Innovation in Machine Learning Translates to Top Honors for Stevens Computer Science Students
Team enables Hinglish translation to bring home three first-place awards in Stevens’ first-ever entry in the elite WMT22 machine translation competition
Thanks to free services such as Google Translate, it’s astonishingly easy for anyone with a computer or smart phone to translate written words among more than a hundred well-known, established languages in a matter of seconds. But what about languages such as Hinglish, a hybrid mix of English and Hindi that has become the common vernacular of Hindi and Urdu speakers, particularly on platforms including Facebook and Twitter?
Translating that emerging language is the challenge Stevens Institute of Technology computer science master’s degree students Girish Bundhrani, Preet Jhanglani and Hrishikesh Kanade and their advisors tackled in the 2022 Seventh Conference on Machine Translation. Better known as WMT22, this annual event is one of the world’s largest machine learning translation competitions showcasing expertise and advances in this area. The Stevens team worked on the shared task titled “Code-mixed Machine Translation.”
And while it was the first time Stevens had competed in this prestigious event, the team was able to bring home top honors: three awards for first place and one for third place.
‘We are getting closer to achieving human-like translation.’
Multilingual communities such as India and Spain are known to mix words and phrases from different languages, often in the same sentence, in a phenomenon known as code-mixing or code-switching. For WMT22, the Stevens team competed against seven other teams such as the University of Edinburgh to enable machine translation of English and Hindi inputs to Hinglish, and of Hinglish inputs to English.
“Hindi, being the fourth-largest spoken language, and using Devanagari script, is often combined with Roman script in social media applications in India and many other South Asian countries,” said Bundhrani. “With these increasing trends, it has become imperative to develop machine translation models that include Hinglish. WMT22 has been a wonderful place to explore this area and gain hands-on experience with the latest tools and techniques in the natural language processing space.”

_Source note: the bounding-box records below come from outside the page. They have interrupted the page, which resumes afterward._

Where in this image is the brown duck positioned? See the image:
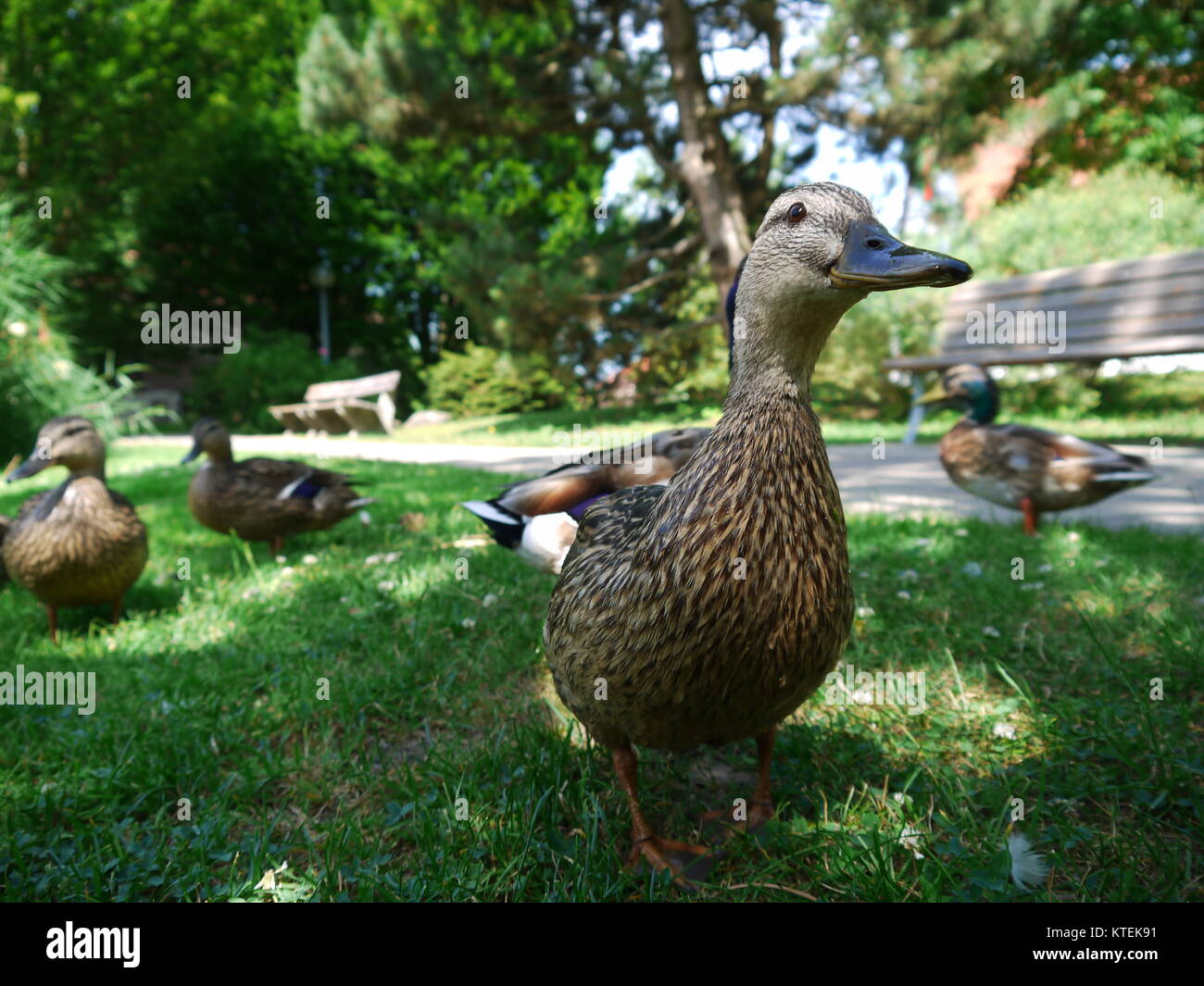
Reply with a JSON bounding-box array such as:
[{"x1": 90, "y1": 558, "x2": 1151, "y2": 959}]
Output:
[
  {"x1": 460, "y1": 428, "x2": 710, "y2": 576},
  {"x1": 922, "y1": 364, "x2": 1159, "y2": 534},
  {"x1": 545, "y1": 183, "x2": 971, "y2": 886},
  {"x1": 4, "y1": 416, "x2": 147, "y2": 642},
  {"x1": 182, "y1": 418, "x2": 376, "y2": 552}
]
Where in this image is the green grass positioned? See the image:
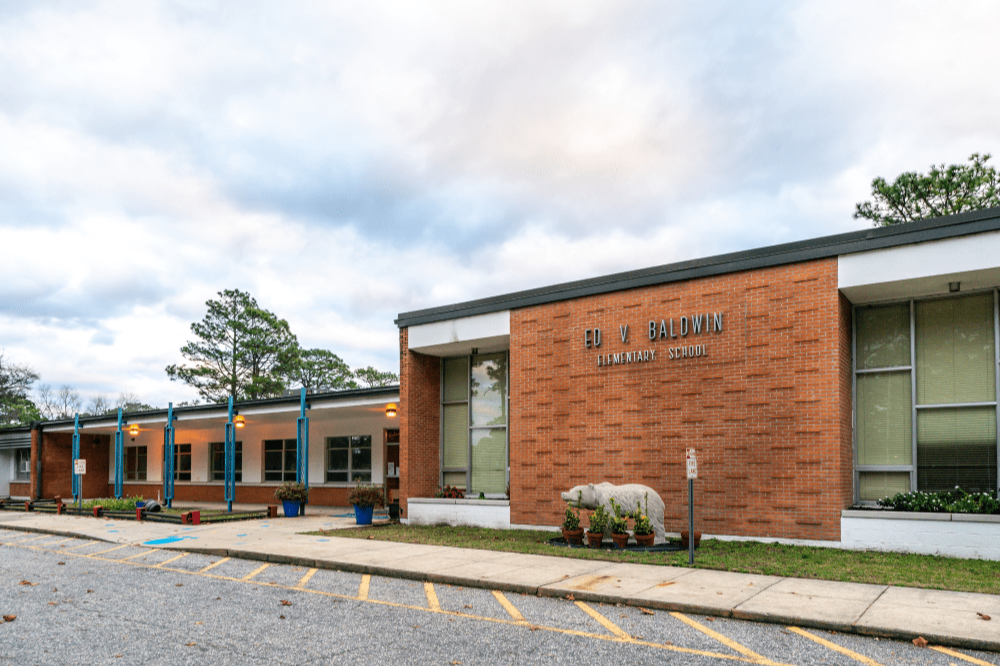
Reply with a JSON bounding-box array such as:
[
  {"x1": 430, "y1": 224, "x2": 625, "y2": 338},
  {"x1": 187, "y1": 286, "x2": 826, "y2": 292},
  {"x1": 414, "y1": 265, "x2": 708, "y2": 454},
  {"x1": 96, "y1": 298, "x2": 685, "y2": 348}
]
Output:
[{"x1": 310, "y1": 524, "x2": 1000, "y2": 595}]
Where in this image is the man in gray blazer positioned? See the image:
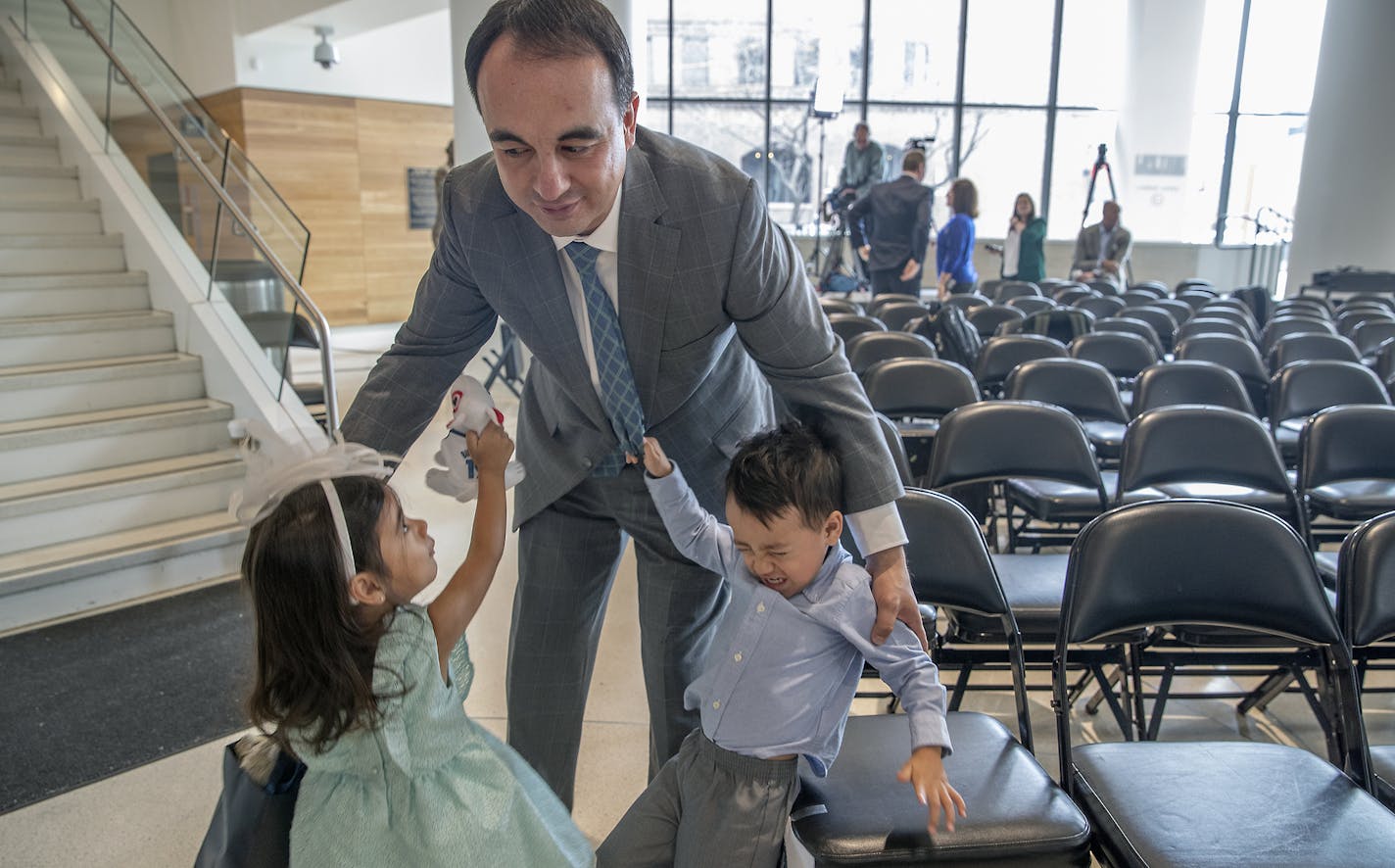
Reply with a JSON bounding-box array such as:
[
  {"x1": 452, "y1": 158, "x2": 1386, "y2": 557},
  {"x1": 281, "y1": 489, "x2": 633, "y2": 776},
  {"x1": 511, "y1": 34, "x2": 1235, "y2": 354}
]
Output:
[
  {"x1": 848, "y1": 151, "x2": 931, "y2": 296},
  {"x1": 343, "y1": 0, "x2": 919, "y2": 805},
  {"x1": 1070, "y1": 200, "x2": 1132, "y2": 285}
]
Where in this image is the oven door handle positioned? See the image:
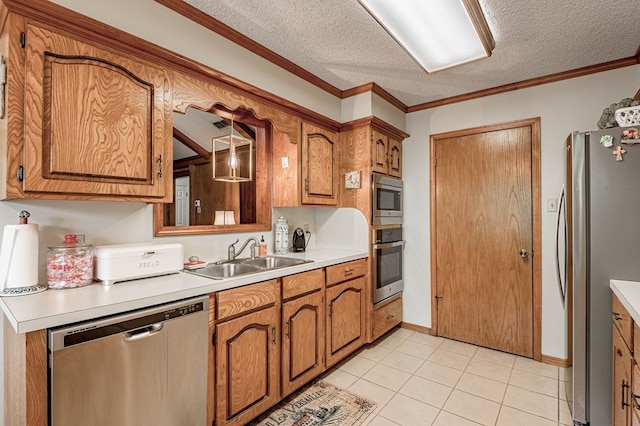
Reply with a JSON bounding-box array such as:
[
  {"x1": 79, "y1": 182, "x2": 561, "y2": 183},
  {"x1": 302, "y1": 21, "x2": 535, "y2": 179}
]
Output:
[{"x1": 373, "y1": 241, "x2": 404, "y2": 250}]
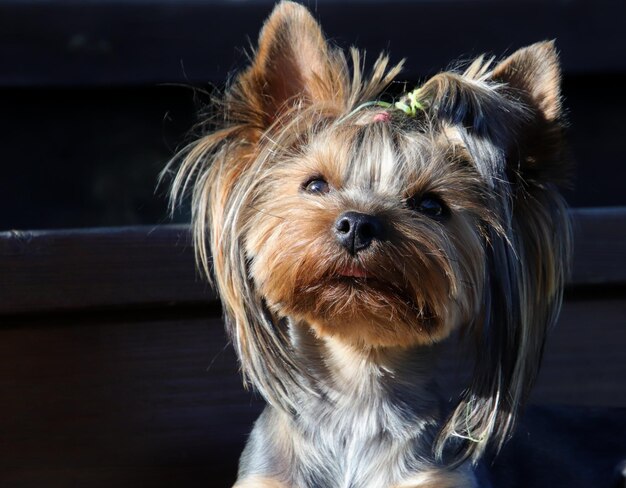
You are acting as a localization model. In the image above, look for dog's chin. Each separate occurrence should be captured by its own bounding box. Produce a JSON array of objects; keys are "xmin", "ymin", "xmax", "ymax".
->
[{"xmin": 268, "ymin": 267, "xmax": 451, "ymax": 347}]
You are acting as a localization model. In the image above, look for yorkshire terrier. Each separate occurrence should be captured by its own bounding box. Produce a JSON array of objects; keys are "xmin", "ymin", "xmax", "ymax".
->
[{"xmin": 172, "ymin": 1, "xmax": 570, "ymax": 488}]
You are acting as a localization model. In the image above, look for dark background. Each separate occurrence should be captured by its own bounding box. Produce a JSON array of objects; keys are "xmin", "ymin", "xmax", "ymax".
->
[{"xmin": 0, "ymin": 0, "xmax": 626, "ymax": 230}]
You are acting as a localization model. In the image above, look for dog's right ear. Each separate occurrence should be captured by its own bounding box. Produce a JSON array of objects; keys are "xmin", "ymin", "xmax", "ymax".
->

The team’s approach was based on its research on domain adaptation (a form of transfer learning), data augmentation (addressing the challenge of limited data), back-translation (retranslating translated content back to its original language), ensemble technique (creating and combining learning models) and both existing and team-created pre-trained multilingual natural language processing models such as Google mT5 XL.
“So far, a machine can never match the accuracy of human translation,” said Jhanglani, “but with these kinds of competition and research, we are getting closer to achieving human-like translation. As a student at Stevens, I’ve appreciated the opportunity to use my theoretical knowledge into application-based projects such as this.”
The team earned first place in the translation of Hinglish to English in both the WER (word error recognition) and ROUGE-L (recall-oriented understudy for gisting evaluation) metrics, as well as first place in WER and third place in ROUGE-L for its translation of Hindi and English to Hinglish.
“Stevens has a proud tradition and records in athletic competitions, and we believe we can also pursue the same in scientific competitions,” said Jia Xu, assistant professor in the Department of Computer Science, and the team’s co-advisor with Abdul Rafae Khan, postdoctoral researcher at Stevens. “Even so, I was surprised by the fast learning of these students. They had no experience in natural language processing research, and in a few months, they were competing with researchers who have been working on machine translation for years. Their knowledge, dedication, persistence and unity were the keys to their outperforming.”
In December, at the 2022 Conference on Empirical Methods in Natural Language Processing, the team will travel to Dubai to present its systems and network with others in the field.